Consenso científico sobre o inconsciente
Neurocientistas afirmam que não há como medir a consciência em termos percentuais, mas existe consenso de que a maioria dos processos cerebrais ocorre de forma inconsciente. Essa conclusão aproxima a ciência moderna das teorias psicanalíticas propostas por Sigmund Freud no final do século XIX. Em 'Estudos sobre a Histeria' (1895), Freud e Josef Breuer argumentaram que sintomas como ansiedade, fobias e compulsões surgem de pensamentos inconscientes não resolvidos, relacionados a desejos sexuais e agressivos.

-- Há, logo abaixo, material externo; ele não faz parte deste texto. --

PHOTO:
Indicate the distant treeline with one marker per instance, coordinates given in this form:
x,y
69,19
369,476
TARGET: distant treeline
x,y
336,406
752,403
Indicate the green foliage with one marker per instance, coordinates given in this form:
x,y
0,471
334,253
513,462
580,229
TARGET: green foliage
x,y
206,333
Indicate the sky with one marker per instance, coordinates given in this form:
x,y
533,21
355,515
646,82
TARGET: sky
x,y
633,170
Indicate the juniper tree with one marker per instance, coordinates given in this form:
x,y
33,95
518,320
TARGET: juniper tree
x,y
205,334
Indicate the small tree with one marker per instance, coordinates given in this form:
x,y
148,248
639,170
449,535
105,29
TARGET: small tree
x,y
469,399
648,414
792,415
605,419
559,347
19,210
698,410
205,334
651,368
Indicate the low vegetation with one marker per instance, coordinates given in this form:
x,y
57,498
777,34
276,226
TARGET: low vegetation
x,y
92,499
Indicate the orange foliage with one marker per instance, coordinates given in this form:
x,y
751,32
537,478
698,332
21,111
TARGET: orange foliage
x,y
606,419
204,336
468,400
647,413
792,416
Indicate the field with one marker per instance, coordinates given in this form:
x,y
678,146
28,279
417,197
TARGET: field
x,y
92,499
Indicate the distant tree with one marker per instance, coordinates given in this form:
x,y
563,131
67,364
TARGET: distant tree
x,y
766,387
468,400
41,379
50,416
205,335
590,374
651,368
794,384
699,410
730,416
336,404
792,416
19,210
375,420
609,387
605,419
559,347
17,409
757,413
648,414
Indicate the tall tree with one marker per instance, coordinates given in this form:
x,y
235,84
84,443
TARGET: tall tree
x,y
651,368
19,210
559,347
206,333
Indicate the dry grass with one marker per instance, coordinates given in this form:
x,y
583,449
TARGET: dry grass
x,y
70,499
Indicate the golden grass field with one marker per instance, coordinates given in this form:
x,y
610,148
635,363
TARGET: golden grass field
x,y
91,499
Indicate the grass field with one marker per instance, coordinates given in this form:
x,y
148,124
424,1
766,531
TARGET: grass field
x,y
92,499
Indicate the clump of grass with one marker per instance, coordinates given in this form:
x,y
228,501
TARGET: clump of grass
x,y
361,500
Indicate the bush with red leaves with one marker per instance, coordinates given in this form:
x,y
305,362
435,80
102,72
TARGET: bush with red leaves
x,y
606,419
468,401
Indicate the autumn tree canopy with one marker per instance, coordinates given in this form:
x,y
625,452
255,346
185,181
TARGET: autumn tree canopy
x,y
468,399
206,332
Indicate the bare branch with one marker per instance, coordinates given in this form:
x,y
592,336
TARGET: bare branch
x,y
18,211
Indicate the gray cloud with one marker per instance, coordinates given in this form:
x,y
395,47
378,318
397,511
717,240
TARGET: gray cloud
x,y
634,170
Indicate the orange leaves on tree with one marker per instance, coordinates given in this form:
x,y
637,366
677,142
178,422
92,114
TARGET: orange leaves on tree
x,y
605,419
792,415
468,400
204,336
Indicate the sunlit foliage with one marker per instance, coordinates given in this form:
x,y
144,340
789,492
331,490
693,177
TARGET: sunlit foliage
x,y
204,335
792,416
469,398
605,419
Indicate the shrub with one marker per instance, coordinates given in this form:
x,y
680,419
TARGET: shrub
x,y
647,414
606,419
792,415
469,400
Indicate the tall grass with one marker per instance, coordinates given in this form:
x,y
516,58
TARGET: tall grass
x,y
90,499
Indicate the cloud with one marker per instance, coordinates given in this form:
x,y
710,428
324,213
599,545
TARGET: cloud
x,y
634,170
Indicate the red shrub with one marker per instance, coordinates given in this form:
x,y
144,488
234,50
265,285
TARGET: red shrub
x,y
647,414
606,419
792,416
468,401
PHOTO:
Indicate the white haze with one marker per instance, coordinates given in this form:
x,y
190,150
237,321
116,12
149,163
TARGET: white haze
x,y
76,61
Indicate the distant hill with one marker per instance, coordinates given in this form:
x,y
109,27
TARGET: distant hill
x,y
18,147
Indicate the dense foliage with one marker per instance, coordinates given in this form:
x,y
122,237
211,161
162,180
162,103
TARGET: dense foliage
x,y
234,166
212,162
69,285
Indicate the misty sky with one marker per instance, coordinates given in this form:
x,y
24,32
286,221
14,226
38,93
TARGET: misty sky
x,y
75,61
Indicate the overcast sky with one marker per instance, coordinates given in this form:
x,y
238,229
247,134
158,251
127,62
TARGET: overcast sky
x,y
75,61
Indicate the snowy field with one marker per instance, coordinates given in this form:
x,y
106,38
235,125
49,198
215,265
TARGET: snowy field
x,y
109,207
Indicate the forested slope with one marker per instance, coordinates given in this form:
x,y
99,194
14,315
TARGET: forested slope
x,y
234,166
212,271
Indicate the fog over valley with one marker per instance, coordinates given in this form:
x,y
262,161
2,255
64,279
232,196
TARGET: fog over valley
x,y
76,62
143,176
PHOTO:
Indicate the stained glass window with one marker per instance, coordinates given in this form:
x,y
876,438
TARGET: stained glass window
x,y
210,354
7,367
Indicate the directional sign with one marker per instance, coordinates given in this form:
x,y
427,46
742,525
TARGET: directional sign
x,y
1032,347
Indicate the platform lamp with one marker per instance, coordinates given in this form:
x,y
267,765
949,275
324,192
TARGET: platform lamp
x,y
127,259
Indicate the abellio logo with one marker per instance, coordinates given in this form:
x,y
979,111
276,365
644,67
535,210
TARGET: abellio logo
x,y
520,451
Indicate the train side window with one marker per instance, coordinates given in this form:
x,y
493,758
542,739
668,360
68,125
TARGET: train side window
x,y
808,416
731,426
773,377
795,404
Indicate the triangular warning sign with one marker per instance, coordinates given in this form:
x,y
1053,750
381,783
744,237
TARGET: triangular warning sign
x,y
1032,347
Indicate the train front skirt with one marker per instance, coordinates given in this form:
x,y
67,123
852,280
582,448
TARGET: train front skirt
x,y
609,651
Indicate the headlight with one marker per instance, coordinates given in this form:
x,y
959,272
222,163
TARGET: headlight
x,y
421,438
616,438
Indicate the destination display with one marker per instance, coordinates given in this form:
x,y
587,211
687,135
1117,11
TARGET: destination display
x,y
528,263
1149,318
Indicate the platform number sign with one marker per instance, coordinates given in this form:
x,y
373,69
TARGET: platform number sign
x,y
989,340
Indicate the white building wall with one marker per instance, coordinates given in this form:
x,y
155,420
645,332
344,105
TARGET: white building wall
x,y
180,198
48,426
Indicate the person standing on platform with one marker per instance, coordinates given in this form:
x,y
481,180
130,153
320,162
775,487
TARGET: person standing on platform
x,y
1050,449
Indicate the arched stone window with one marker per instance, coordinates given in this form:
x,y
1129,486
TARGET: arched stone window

Memória e modelos freudianos validados
O neurocientista Eric Kandel, ganhador do Prêmio Nobel, destaca a existência de memórias declarativas (conscientes) e não declarativas (inconscientes). Enquanto a memória declarativa envolve esforço consciente — como lembrar números de um cartão —, a não declarativa é automática. O modelo estrutural da mente proposto por Freud, composto pelo id (primitivo), ego (mediador) e superego (consciência moral), encontra paralelo em processos neurais inconscientes, segundo estudos recentes.